Feds intervene in False Claims Act case involving Texas company

Profit sharing or bribery?

Well, that depends on who is being asked the question.

If it’s the president of a company that regularly handed over money to another business pursuant to its contractual relationship with the latter entity, such arrangement was akin to merely returning a share of the profit garnered, which equated to “a standard and legal practice in the industry.”

If, conversely, the opinion of federal regulators and prosecutors is being solicited, the response is a resounding charge that returned monies were kickbacks paid as a privilege of doing business, and nothing more. As such, claim federal spokespersons, the money paid (and other unlawful actions) worked a fraud under the U.S. False Claims Act.

Although the details of a business arrangement between the East Texas Medical Center (ETMC) and the Emergency Medical Services Authority (EMSA) might seem a bit complex at first glance, what government authorities allege is actually quite simple.

And that is this: The two companies colluded, with ETMC regularly paying kickbacks through a subsidiary supplying ambulance services to EMSA in order to retain a monopoly position vis a vis would-be competitors.
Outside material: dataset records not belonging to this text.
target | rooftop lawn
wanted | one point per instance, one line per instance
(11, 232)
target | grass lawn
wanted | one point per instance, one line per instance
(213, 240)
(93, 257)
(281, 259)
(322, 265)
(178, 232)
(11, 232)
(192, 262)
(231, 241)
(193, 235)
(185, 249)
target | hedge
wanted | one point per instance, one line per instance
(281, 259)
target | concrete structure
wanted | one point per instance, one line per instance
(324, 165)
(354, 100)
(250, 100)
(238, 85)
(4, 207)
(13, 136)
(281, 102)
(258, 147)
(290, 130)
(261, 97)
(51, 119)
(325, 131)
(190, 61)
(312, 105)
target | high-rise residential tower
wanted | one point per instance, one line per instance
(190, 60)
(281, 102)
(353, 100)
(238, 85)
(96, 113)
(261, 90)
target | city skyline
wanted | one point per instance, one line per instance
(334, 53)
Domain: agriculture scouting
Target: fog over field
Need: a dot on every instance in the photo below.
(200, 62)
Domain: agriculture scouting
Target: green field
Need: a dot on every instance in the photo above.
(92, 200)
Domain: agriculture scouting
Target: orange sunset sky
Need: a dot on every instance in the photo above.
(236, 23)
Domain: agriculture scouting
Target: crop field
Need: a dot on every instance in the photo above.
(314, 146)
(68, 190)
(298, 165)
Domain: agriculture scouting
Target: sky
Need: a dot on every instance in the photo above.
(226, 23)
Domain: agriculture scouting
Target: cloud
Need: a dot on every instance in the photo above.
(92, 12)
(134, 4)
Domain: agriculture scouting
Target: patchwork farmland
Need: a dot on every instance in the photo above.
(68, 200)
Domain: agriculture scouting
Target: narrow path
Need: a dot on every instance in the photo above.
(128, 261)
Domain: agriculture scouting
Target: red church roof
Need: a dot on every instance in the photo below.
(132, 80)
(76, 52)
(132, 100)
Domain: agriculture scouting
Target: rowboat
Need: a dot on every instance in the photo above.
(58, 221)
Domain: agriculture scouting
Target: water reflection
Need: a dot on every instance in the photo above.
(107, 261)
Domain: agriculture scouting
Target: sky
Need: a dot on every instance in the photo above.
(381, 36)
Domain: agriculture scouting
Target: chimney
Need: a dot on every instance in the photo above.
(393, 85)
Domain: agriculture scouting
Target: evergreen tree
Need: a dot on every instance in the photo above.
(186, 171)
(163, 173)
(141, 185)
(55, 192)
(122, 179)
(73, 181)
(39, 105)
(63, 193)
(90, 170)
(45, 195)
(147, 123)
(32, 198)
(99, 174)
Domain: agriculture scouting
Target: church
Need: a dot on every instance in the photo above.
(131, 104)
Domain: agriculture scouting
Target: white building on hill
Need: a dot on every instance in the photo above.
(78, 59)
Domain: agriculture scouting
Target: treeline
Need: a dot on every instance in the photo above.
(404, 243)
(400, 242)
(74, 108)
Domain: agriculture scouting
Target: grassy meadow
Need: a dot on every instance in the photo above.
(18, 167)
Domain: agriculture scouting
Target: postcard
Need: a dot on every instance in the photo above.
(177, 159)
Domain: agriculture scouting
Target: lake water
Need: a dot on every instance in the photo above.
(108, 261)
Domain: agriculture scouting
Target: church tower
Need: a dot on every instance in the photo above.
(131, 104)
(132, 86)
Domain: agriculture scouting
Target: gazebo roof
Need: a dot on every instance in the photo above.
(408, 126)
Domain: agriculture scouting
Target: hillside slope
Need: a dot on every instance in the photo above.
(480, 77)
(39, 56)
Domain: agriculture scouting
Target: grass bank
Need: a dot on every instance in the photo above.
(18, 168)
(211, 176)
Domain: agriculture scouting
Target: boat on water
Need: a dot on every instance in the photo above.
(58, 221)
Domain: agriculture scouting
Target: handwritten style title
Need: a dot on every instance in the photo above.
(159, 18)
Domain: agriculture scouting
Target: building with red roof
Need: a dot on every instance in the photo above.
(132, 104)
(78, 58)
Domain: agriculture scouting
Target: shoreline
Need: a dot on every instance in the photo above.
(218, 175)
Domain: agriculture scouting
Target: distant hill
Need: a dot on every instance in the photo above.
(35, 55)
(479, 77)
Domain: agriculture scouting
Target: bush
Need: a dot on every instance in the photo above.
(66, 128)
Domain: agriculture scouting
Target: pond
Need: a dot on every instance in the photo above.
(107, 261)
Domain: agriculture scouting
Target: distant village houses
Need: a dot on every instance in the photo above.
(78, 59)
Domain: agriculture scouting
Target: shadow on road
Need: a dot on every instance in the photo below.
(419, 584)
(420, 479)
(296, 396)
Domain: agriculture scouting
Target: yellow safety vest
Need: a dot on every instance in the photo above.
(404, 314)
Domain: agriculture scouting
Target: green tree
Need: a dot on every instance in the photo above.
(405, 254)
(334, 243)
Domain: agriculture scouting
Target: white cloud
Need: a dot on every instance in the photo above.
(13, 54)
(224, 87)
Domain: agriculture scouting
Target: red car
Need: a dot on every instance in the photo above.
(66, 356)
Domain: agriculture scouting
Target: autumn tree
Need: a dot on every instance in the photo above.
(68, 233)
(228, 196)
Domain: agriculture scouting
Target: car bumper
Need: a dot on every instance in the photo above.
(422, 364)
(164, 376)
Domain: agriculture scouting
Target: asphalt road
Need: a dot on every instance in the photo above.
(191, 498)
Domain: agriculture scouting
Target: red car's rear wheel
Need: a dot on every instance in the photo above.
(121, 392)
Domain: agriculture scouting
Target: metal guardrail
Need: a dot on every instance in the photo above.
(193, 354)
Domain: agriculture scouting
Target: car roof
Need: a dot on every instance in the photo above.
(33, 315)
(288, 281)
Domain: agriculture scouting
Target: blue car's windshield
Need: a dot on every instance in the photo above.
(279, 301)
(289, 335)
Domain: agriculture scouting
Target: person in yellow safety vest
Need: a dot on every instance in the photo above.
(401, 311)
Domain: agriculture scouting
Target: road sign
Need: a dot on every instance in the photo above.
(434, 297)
Reportedly, ETMC paid EMSA in excess of $20 million to keep the contract intact.

And EMSA, further contends a complaint filed by the U.S. government recently as intervenor in an FCA case first brought by a so-called whistleblower relator, committed fraud upon American taxpayers by submitting false Medicare and Medicaid claims amounting to more than $100 million.

Federal officials joined a portion of the underlying case last Monday.